Sorry to highlight one throw-away section of one sentence and it’s an interesting point but I think France and her Muslims have been done down by a lot of people without enough reason.
Shaun
— Shaun · Aug 4, 08:20 AM · #
Shaun:
I totally agree with you — and the same is roughly true in Australia: it’s not some crazed Mad-Maxian nightmare, but there are real tensions that are exacerbated by an out-of-touch clerical leadership, by class differences, and relative isolation. At least that’s my rough impression.
I think Reuel Marc Gerecht made the best observation on Islam in Europe: there reason there isn’t much in the way of “moderate Islam” is that like most Europeans, large numbers of European Muslims have become completely secular — they have ceded the field of religion to the devout and to those of separatist inclination.
— Reihan · Aug 4, 02:18 PM · #
Reihan, your comment is particularly true at universities where islamic societies (our versions of MSA’s) our very conservative if not extremist because those who are apolitical or secular have no reason to engage with them.

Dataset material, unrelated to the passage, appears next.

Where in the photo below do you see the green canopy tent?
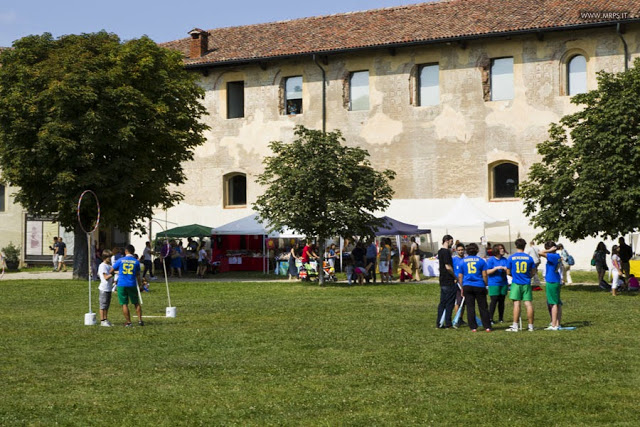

This wouldn’t be bad in itself except when these groups start running in and winning elections and holding themselves out to be representative. I believe that the national coalition of Islamic societies (Fosis) currently has the governing majority in the National Union of Students.
— shariq · Aug 5, 10:51 AM · #
An interesting cultural point, and I’ll be interested in your further speculations. But the original linguistic claim is nonsense; there is no evidence that the different dialects of English are growing further apart. Within countries, there is much more uniformity. For example, class-based accent distinctions in Britain have diminished greatly in the last few decades (though there are still strong regional accents.) Even regional accents in the US are weakening (except perhaps in the Northeast). Furthermore, I don’t see how one could claim that British English (or Australian English) is more different from US English than it was 50 years ago. There may be interesting new pidgins of English growing up around the globe, but only in places where no one spoke English at all 50 years ago, so that’s hardly evidence for diversification.
— Jim · Aug 5, 04:39 PM · #
Indeed…Jim is completely right here. The evidence is just unambiguous. You should have a look at the English dialect grammar and lexicon put together by Tolkein’s teacher Joseph Wright in the late 19th c. sometime if you want a taste of the sheer scale of the consolidation the English language has undertaken and continues to undertake. Or just compare BBC sitcoms from the ’70s to those now. Or speak with elderly people in flyover country in the U.S. and compare their speech to their grandkids or their contemporaries 200 miles away.
The Roman comparison may hold water inasumuch as, like English in Bangladesh or Singapore, Latin wasn’t indigenous to France or Spain either, but I can just about guarantee you that there was more spoken diversity in Latin in its home territory in Italy in the 3rd c. AD than there is in the whole anglosphere right now — and isn’t as if English is so indigenous to Nebraska or New Zealand, either.